Bedah Berita – Berita Terkini dan Terpercaya Indonesia – 28 April 2026 | Denpasar, 26 April 2026 – Pada sore hari Minggu, 19 April 2026, seorang siswi kelas 6 SD berinisial KA (13 tahun) melompat dari lantai tiga gedung Pasar Serangan, Denpasar, Bali, dalam aksi yang memicu keprihatinan luas. Kejadian itu terjadi ketika KA dan lima temannya berkumpul untuk berswafoto dan menikmati pemandangan patung Garuda Wisnu Kencana (GWK) dari balkon evakuasi tsunami.
Menurut keterangan Kanit Reskrim Polsek Denpasar Selatan, Iptu Azel Arisandi, korban menyiapkan ponselnya, memutar lagu berjudul “My Time”—soundtrack akhir dalam gim misteri berjudul Omori—dan mengajak teman-temannya merekam video saat ia menari di tepi balkon. Pada akhir lagu, tanpa peringatan, KA berlari dan melompat ke luar balkon, menimbulkan kepanikan di antara para saksi.
Korban berhasil selamat dari jatuh setinggi puluhan meter berkat upaya penyelamatan cepat. Namun, ia mengalami patah pada kedua kaki dan satu tangan, serta mengalami pingsan sesaat. Operasi dilakukan pada 20 April 2026, dan kini korban berada di ruang perawatan intensif dengan kondisi fisik yang stabil namun masih memerlukan rehabilitasi mental.
Polisi melakukan penyelidikan digital forensik terhadap perangkat seluler korban. Hasil analisis menunjukkan bahwa KA menginstal gim Omori melalui file APK pada 17 April 2026, tepat dua hari sebelum insiden. Meskipun gim tersebut memiliki rating usia 17+ karena tema dewasa, tidak ada bukti bahwa korban pernah mengakses konten berbahaya lainnya atau terlibat dalam perundungan daring.
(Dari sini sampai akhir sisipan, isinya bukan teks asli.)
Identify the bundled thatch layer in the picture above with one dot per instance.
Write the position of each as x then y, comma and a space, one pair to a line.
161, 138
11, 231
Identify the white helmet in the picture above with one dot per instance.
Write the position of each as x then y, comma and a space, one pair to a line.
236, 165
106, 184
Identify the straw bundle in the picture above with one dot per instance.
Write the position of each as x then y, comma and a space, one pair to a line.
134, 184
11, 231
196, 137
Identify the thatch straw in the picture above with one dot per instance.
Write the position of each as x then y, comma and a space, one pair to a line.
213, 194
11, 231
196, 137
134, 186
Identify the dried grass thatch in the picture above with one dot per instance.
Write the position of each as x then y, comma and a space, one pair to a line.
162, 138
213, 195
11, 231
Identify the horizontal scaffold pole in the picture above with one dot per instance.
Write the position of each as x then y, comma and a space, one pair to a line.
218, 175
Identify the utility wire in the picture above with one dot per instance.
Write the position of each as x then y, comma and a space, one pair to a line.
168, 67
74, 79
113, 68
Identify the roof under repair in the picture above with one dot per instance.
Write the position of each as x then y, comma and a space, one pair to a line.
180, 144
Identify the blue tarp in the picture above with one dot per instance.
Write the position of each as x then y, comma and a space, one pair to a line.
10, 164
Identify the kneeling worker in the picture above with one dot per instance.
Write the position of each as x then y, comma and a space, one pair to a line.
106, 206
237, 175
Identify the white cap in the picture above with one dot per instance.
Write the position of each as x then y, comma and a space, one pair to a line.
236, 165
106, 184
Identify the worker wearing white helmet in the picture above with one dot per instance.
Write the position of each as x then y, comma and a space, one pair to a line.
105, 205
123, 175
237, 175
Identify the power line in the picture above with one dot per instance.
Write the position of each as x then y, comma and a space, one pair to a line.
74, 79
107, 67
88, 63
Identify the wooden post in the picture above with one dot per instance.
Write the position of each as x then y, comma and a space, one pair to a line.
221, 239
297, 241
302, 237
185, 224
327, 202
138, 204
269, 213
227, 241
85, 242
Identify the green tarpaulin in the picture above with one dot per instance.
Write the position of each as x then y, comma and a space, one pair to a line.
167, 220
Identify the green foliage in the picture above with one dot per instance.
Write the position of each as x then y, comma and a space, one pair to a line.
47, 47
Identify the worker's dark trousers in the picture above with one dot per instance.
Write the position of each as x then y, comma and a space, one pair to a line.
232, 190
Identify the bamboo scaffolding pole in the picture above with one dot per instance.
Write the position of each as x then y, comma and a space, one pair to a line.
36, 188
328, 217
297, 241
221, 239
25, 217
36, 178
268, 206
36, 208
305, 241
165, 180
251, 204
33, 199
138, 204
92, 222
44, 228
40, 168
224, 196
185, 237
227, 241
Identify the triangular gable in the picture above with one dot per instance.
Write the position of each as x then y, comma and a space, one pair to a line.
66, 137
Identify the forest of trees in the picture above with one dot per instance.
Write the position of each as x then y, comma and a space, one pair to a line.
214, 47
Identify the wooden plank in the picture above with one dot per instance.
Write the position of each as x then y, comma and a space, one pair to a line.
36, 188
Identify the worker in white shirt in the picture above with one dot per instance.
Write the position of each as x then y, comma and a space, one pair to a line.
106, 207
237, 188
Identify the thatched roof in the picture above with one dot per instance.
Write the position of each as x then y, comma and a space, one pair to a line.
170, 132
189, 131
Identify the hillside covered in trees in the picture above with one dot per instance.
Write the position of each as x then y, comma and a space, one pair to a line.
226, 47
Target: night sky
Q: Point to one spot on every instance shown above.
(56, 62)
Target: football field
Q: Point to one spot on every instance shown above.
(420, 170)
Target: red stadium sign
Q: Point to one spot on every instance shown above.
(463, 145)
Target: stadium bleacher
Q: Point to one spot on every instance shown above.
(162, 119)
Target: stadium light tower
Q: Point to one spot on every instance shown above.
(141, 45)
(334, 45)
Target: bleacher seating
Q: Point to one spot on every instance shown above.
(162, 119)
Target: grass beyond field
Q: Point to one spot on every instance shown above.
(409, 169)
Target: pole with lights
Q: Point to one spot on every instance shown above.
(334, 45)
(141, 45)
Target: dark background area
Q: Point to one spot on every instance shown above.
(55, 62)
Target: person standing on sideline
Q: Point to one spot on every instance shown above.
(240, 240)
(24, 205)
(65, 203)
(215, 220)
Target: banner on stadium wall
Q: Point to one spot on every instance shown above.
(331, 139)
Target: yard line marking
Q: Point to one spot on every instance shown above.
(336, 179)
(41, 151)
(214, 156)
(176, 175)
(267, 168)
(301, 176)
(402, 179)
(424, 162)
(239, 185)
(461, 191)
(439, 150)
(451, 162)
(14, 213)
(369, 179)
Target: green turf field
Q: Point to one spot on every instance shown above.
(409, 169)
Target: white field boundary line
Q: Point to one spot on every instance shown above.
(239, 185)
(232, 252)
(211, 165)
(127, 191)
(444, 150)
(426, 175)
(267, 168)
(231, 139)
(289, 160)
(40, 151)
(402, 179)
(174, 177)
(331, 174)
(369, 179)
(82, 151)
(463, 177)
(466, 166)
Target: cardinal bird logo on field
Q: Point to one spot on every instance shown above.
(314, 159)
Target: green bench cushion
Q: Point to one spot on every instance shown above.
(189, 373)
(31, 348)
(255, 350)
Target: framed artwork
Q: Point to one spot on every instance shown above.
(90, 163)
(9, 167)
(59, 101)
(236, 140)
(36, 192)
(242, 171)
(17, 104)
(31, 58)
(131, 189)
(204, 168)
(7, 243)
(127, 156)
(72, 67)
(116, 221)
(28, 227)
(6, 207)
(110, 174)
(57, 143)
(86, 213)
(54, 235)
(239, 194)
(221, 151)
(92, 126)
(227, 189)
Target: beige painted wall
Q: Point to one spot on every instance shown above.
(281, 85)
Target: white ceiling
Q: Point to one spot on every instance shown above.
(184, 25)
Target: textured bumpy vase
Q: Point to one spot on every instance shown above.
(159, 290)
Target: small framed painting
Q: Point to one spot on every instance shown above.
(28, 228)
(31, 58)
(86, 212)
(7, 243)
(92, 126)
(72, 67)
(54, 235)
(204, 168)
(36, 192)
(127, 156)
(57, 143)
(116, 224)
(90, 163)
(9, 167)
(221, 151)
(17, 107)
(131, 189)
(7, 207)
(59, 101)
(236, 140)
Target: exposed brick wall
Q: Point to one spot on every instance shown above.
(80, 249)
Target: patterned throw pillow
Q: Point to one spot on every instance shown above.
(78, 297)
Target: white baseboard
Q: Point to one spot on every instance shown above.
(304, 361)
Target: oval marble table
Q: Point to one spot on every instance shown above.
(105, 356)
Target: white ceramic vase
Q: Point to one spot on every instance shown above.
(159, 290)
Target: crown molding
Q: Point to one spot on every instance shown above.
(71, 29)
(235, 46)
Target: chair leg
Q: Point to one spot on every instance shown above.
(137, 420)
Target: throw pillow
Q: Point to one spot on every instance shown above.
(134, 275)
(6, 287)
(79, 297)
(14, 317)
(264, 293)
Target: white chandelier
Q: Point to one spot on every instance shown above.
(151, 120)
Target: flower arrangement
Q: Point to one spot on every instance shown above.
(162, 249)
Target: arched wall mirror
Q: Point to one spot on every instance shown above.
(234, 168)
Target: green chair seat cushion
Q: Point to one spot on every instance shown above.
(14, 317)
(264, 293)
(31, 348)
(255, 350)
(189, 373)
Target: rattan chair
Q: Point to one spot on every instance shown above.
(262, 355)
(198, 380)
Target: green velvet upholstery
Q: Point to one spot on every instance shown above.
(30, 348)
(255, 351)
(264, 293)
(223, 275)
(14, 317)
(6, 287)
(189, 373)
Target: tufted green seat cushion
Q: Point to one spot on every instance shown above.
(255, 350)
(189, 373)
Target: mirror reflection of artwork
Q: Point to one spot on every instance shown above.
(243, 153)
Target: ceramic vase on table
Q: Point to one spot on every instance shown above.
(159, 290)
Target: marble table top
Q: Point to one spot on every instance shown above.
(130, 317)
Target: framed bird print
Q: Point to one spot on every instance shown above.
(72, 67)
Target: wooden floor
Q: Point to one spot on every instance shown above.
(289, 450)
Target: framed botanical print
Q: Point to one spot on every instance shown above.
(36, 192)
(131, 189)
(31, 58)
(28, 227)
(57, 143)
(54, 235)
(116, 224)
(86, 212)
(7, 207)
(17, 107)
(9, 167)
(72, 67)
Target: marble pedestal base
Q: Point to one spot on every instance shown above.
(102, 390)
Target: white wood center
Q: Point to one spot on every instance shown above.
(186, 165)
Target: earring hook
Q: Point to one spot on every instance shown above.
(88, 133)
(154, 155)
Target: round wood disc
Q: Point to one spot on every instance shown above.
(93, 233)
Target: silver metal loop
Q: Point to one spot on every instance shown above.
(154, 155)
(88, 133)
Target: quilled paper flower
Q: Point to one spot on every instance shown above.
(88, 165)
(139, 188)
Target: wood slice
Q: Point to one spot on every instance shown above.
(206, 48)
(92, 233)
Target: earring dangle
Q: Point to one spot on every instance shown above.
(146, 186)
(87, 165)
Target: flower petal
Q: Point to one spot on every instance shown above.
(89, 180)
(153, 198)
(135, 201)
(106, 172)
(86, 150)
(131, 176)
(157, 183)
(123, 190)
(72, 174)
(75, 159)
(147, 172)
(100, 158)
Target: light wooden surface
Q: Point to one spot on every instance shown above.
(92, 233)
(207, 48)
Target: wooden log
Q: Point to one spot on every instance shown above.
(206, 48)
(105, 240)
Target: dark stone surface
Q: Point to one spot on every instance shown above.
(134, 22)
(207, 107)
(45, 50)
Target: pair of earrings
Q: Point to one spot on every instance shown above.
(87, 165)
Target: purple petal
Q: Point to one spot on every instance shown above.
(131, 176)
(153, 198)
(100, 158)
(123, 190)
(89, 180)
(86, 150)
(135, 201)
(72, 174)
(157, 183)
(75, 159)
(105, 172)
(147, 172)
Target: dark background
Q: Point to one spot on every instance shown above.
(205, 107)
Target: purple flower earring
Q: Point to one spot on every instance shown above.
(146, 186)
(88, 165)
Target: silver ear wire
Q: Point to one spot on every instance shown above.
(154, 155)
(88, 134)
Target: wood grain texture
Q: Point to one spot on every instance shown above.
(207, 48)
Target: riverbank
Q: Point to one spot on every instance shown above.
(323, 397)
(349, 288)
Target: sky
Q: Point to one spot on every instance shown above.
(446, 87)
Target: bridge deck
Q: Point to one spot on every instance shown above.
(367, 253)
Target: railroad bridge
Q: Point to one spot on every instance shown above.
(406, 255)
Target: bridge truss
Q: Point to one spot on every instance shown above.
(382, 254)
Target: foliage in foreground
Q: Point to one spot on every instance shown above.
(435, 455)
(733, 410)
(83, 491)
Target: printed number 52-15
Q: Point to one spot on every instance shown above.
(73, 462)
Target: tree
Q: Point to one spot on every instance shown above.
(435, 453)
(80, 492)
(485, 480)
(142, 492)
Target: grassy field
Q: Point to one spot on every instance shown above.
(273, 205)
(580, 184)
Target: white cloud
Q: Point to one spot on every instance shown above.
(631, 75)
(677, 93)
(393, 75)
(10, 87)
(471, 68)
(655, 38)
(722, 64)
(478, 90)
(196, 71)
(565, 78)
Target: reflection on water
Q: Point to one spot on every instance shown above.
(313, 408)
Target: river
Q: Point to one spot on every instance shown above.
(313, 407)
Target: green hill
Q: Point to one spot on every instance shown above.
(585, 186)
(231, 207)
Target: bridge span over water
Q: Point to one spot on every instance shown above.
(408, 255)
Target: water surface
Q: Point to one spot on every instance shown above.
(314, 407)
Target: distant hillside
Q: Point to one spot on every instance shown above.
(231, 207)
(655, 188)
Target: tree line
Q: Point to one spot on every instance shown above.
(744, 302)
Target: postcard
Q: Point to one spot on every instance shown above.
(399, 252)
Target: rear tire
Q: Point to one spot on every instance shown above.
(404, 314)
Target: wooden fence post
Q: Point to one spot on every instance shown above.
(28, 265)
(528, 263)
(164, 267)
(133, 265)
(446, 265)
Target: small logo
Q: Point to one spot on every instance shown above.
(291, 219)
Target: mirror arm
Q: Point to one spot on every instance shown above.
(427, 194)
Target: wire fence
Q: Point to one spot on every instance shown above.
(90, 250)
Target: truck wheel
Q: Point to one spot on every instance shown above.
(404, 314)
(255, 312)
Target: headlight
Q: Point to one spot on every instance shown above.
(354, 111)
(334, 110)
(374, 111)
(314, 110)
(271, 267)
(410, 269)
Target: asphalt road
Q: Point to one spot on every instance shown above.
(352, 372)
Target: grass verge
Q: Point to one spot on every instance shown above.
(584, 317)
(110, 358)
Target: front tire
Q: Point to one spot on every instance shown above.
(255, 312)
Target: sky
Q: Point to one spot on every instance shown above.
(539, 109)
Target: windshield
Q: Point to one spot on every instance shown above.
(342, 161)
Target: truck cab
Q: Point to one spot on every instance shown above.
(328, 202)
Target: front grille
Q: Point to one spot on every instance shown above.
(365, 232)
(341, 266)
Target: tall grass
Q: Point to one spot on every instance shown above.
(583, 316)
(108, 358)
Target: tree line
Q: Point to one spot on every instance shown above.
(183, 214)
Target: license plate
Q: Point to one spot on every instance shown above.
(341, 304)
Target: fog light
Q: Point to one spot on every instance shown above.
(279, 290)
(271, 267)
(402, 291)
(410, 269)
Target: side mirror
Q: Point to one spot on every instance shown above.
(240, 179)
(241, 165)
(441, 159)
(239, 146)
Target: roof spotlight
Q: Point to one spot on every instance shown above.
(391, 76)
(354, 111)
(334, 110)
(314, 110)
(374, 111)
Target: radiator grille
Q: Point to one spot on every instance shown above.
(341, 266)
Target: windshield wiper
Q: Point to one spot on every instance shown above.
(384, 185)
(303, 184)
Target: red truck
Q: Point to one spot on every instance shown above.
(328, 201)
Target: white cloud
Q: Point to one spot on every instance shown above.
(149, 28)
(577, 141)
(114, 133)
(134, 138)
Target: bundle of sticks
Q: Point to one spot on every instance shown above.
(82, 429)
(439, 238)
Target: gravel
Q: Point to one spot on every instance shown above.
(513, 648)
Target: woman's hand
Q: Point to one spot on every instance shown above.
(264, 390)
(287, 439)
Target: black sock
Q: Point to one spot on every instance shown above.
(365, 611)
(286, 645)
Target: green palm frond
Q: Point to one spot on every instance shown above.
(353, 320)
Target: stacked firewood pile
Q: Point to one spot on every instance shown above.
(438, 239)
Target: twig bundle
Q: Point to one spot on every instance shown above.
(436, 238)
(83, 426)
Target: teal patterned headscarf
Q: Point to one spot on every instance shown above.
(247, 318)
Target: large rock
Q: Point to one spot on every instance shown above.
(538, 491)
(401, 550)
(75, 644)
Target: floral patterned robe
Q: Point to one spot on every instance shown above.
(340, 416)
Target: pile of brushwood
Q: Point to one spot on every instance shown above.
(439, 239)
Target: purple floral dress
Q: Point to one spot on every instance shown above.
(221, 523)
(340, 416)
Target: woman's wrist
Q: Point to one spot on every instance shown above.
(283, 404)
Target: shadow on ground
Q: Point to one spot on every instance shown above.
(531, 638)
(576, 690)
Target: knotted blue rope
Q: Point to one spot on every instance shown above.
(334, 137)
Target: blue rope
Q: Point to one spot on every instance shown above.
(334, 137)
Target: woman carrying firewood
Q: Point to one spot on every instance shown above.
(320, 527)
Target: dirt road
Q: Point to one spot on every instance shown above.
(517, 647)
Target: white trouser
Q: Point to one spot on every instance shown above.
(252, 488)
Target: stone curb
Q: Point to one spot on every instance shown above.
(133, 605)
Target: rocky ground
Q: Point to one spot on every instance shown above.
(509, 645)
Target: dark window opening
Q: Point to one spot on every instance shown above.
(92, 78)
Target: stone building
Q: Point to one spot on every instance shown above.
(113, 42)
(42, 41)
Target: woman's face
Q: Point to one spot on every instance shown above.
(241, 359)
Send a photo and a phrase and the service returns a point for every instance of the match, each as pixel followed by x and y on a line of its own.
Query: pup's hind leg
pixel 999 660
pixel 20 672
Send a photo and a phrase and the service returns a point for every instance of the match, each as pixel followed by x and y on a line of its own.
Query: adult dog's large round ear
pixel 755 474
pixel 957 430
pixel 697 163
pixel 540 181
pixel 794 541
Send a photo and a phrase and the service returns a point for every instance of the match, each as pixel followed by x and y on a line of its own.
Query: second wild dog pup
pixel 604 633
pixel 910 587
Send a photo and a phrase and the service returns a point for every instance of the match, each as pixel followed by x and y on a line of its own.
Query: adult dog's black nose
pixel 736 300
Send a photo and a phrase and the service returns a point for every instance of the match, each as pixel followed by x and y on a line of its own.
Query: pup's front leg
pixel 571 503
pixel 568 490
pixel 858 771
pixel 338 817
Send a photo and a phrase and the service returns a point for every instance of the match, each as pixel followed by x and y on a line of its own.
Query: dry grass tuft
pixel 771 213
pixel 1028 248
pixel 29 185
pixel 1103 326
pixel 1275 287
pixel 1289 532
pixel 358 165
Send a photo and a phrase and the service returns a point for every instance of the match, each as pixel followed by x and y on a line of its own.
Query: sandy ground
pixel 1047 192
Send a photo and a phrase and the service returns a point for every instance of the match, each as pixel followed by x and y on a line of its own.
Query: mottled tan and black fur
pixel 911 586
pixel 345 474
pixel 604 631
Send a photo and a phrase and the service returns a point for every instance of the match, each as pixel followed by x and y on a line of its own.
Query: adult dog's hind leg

Berikut temuan utama penyelidikan:
- Instalasi gim Omori terdeteksi pada 17 April 2026, dengan jejak file APK yang masih tersimpan.
- Lagu “My Time” diputar pada saat kejadian, sesuai dengan adegan akhir dalam Omori dimana karakter utama melompat dari gedung.
- Analisis percakapan digital tidak mengungkapkan adanya unsur bullying atau tekanan eksternal.
- Wali kelas melaporkan bahwa KA dikenal pendiam, pintar, dan memiliki riwayat self‑harm, termasuk memukul tubuh dengan pulpen.
- Polisi menegaskan dampak psikologis kuat yang muncul setelah dua hari bermain gim, meskipun tidak ada indikasi faktor lain.
Selain aspek teknologi, penyelidikan menyoroti faktor psikologis. KA digambarkan sebagai anak yang sangat tertutup, dengan tekanan batin yang sulit terdeteksi oleh lingkungan sekolah. Wali kelas pernah menyaksikan perilaku melukai diri sendiri, menandakan adanya masalah kesehatan mental yang belum teridentifikasi secara formal.
Iptu Azel menambahkan, “Kami tidak menemukan bukti bullying, namun imajinasi korban sangat luas sehingga ia mengidentifikasi dirinya sebagai karakter dalam gim yang melakukan aksi serupa. Dampaknya luar biasa pada sisi psikologi korban.”
Pihak kepolisian berencana mengundang tim psikolog untuk melakukan wawancara lanjutan setelah kondisi fisik dan mental korban stabil. Tujuannya adalah menggali motif lebih dalam dan menyusun rekomendasi pencegahan bagi kasus serupa.
Polisi juga mengimbau orang tua untuk meningkatkan pengawasan terhadap penggunaan gadget anak, termasuk memfilter konten digital dan mengawasi instalasi aplikasi yang tidak sesuai usia. “Teknologi adalah pisau bermata dua; diperlukan pendampingan aktif dari orang tua,” ujar Iptu Azel.
Kejadian ini menambah daftar insiden tragis yang melibatkan anak-anak di era digital, mengingat popularitas game daring yang semakin luas. Pemerintah daerah Denpasar berjanji akan berkoordinasi dengan Dinas Pendidikan dan Dinas Komunikasi dan Informatika untuk memperkuat edukasi literasi digital di sekolah.
Kasus ini masih dalam proses penyelidikan lebih lanjut, sementara keluarga korban berada dalam kondisi syok dan berharap agar putrinya dapat pulih secara menyeluruh, baik fisik maupun mental.